Evidence shows that different tissues follow distinct aging
trajectories. These differences may arise from developmental patterns and
lifelong variation in cell turnover, metabolic activity, and exposure to
environmental stress. Researchers also continue to debate whether aging is
controlled mainly by central regulatory systems or by processes that occur
independently within individual cells.
Another challenge involves translating findings between
species. The dominant causes of death vary widely across organisms. Humans
mainly die from cardiovascular disease, mice from cancer, fish from infections,
flies from intestinal or neuromuscular failure, and worms from bacterial
infection. These differences suggest that aging may not operate as a single
universal process but instead as a complex mix of species-specific and
tissue-specific mechanisms shaped by evolution and environment.
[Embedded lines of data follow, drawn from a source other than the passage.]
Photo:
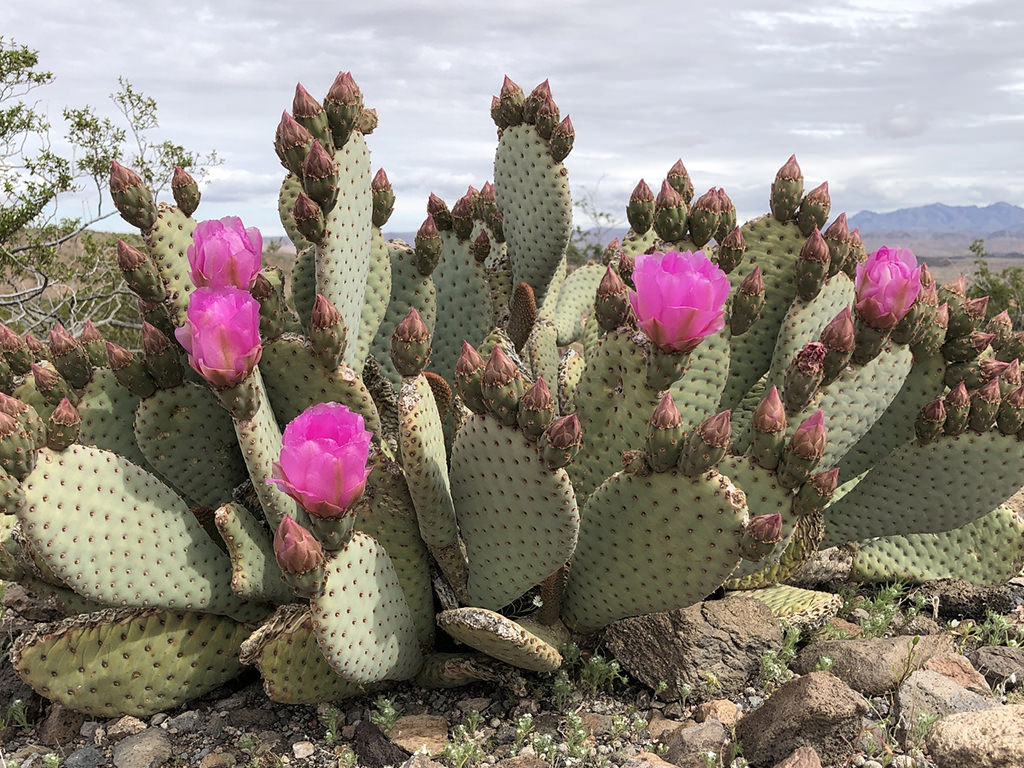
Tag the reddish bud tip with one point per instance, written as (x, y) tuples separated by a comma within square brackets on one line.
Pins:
[(325, 314)]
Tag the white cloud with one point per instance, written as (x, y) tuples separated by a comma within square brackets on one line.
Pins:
[(895, 105)]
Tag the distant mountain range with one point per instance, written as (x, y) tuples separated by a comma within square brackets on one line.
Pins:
[(998, 218)]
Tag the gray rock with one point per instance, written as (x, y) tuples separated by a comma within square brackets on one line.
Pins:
[(87, 757), (183, 723), (817, 710), (998, 664), (872, 666), (725, 638), (928, 692), (686, 744), (988, 738), (150, 749)]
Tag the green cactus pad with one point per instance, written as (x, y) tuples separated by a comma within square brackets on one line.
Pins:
[(293, 669), (464, 311), (614, 402), (304, 284), (256, 574), (108, 413), (168, 243), (855, 400), (295, 380), (129, 662), (376, 299), (423, 455), (519, 531), (989, 550), (386, 513), (517, 643), (410, 288), (806, 609), (119, 536), (343, 257), (361, 621), (570, 369), (773, 247), (532, 194), (576, 302), (689, 527), (895, 426), (187, 437), (290, 188), (14, 562), (764, 497), (541, 351), (927, 488)]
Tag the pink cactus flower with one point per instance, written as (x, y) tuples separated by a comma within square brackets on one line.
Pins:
[(224, 254), (296, 549), (323, 461), (221, 335), (680, 298), (887, 286)]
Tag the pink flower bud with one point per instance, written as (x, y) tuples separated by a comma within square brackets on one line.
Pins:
[(323, 461), (887, 286), (224, 254), (297, 550), (221, 335), (680, 298)]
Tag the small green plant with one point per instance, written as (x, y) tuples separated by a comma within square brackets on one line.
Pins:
[(346, 757), (881, 609), (331, 718), (908, 663), (600, 674), (545, 747), (462, 750), (919, 729), (16, 716), (562, 691), (576, 738), (473, 720), (523, 727), (384, 715), (775, 664), (824, 664)]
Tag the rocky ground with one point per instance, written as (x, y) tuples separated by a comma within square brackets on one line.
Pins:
[(717, 684)]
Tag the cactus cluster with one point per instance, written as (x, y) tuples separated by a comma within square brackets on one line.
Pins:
[(548, 452)]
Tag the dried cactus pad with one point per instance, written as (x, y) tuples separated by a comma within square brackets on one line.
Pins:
[(129, 662), (502, 638), (293, 669), (361, 621), (116, 534), (688, 528)]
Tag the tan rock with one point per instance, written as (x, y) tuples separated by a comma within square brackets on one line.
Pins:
[(987, 738), (873, 666), (660, 728), (805, 757), (646, 760), (817, 710), (960, 670), (126, 726), (415, 732), (721, 710)]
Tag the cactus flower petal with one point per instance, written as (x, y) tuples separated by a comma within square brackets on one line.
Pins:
[(224, 253), (680, 298), (323, 462)]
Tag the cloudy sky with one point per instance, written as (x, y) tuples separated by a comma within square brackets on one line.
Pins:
[(895, 108)]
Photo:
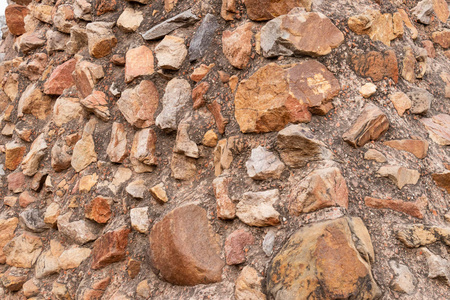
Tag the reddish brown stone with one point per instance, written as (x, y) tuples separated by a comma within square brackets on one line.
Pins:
[(104, 6), (261, 10), (235, 244), (414, 209), (61, 78), (183, 248), (198, 94), (16, 182), (369, 126), (99, 210), (215, 109), (417, 147), (15, 15), (26, 199), (376, 65), (110, 248)]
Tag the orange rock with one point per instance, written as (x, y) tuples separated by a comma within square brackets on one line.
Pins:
[(139, 62), (417, 147), (99, 210), (414, 209), (376, 65), (15, 18)]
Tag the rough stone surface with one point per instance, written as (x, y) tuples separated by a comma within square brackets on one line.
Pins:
[(179, 258)]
The consequences of these findings extend beyond academic
debates. If commonly used aging markers confuse baseline physiological effects
with real changes in aging, research resources could be directed toward
treatments that improve symptoms without altering the underlying biology of
aging. The authors emphasize that geroscience aims to understand mechanisms
that drive age-related changes in physiology. Other scientific fields already
focus on regulating specific biological functions such as hormones, neural
activity, or immune responses.
Implications for Geroscience and Drug Development
For example, a therapy that improves cognitive performance
at any age may still be valuable. However, it cannot be considered a treatment
for cognitive aging unless it clearly slows the rate of cognitive decline over
time. This distinction has major implications for drug development, clinical
trial design, and expectations for patients seeking therapies that truly modify
aging.
The researchers conclude with several recommendations for
improving study design. Scientists should develop standardized panels of
age-sensitive phenotypes across multiple tissues and organ systems, covering
molecular, cellular, tissue, and whole-organism levels. Experiments should
include both young-treated and old-treated groups so that researchers can
identify whether interventions change the rate of aging or simply shift
baseline biology.
They also recommend classifying outcomes into rate effects,
baseline effects, or mixed effects rather than assuming all observed changes
reflect aging modification. Researchers should map age-sensitive trajectories
to select appropriate time points for measurement while avoiding survival bias.
Finally, claims about systemic antiaging effects should be supported by
evidence across many phenotypes and tissues rather than based on improvements
in a single outcome.
“Refining both discovery pipelines and intervention testing
frameworks will support a more mechanistic understanding of aging by enabling
researchers to distinguish between interventions that simply extend lifespan or
improve isolated age-sensitive phenotypes and those that fundamentally modify
the biological processes driving age-related decline,” the authors write.
Reference: “Beyond the hallmarks of aging: Rethinking what
aging is and how we measure it” by Maryam Keshavarz and Dan Ehninger, 2
December 2025, Genomic Psychiatry.
DOI:
10.61373/gp025i.0119
The work was supported by the ETERNITY project consortium, funded by the European Union through the Horizon Europe Marie Sklodowska-Curie Actions Doctoral Networks under grant agreement number 101072759.